Probability of matching exactly 1 number if 3 unique numbers are picked from a set of 4 numbers, but the order of the numbers matters This is like asking "what's the probability of matching exactly 1 number in a Pick 3 straight play?" but I have modified it to fewer numbers to explain the situation a little better for those who may not be familiar with that.

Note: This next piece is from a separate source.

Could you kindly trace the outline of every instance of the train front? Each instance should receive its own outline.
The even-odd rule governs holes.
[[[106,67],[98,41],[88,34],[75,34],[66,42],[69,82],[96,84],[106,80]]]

When we pick 3 numbers from 1-4 (order matters), we have the following 24 possible outcomes: 
123
124
132
134
142
143
213
214
231
234
241
243
... and so on
So if we pick the number 123, we have the following 9 numbers that will result in a match where exactly 1 of my number matches:
If the first number matches:
1xx -> 132 134 142 
If the second number matches:
x2x -> 321 324 421 
If the third number matches:
xx3 -> 213 243 412
I am trying to approach this by counting all possible outcomes where the first number matches and then subtracting the ones where the middle number is my picked number and then subtracting the numbers where the third number is my picked number.
So, we will have:
123 124 132 134 142 143 - 123 124 - 123 143 = 132 134 142. This process will repeat for each spot and so we will have a total of 3*3 = 9
But If we go about counting them and not know which ones are being removed again, we would get 6 - 2 - 2 = 2 and not 3.
How would we know how many to add back to get the answer to be 3? Or is there any other way to go about this?
 A: Picking $3$ from $[4]$ without replacement and arranging them in order is the same as ranking all $4$. By symmetry we may assume that the first ranking is $(1,2,3,4)$, and that for the second ranking $\sigma=(\sigma_1,\sigma_2,\sigma_3,\sigma_4)$ all $24$ possible rankings are equiprobable. We want to know the probability $p$ that $\sigma$ has exactly one fixed point at one of the positions $1$, $2$, or $3$. These three events are mutually exclusive, and equiprobable.
The probability for $\sigma_1=1$ is ${1\over4}$. Conditioned on $\sigma_1=1$ we don't want a fixed point at either $2$ or $3$. The  conditional probability $P_c\bigl[\sigma_2\ne2\wedge\sigma_3\ne3]$ for this to happen can be rewritten as $$P_c\bigl[\sigma_2\ne2\wedge\sigma_3\ne3]=1-P_c\bigl[\sigma_2=2\vee\sigma_3=3 \bigr]\ .\tag{1}$$
For the last term we use inclusion/exclusion, and get 
$$\eqalign{P_c\bigl[\sigma_2=2\vee\sigma_3=3]&=P_c\bigl[\sigma_2=2]+P_c\bigl[\sigma_3=3\bigr]-P_c\bigl[\sigma_2=2\wedge\sigma_3=3\bigr]\cr
&={1\over3}+{1\over3}-{1\over6}={1\over2}\ .\cr}\tag{2}$$
E.g., conditioned on $\sigma_1=1$ the probability of $\sigma_2=2$ is ${1\over3}$. 
We now plug $(2)$ into $(1)$ and then finally obtain
$$p=3\cdot{1\over4}\cdot\left(1-{1\over2}\right)={3\over8}\ .$$
A: I would think that you should use the inclusion / exclusion principle here.
It states that:
size of (A union B) = size of (A) + size of (B) - size of (A intersection B).
In your case, we take A to be the number where the second number matches. You have 1 for the first position, 2 for the second position, and then 2 choices for the third problem, so the size of A is 2.
Similarly, take B to the number where the third number matches.
You have 1 for the first position, 3 for the third position, and then 2 choices for the second position, so the size of B is 2.
However, as you say, you can't just get the answer you want, which is size of A union B, by subtracting off the size of A and the size of B, because then you've subtracted off one possibility (123) twice since it is in both A and B. Because you've subtracted off the size of the intersection of A and B twice, you have to add it back on.
In this case, we can easily see that the intersection is the number where the second position and the third positions match, and the only possible option here is 123, so the size of the intersection is 1.
So the answer becomes:
6 - 2 - 2 + 1 = 3, as you expect.
You can keep applying the principle of inclusion / exclusion to higher valued problems, for example, say, if you have a list of four numbers.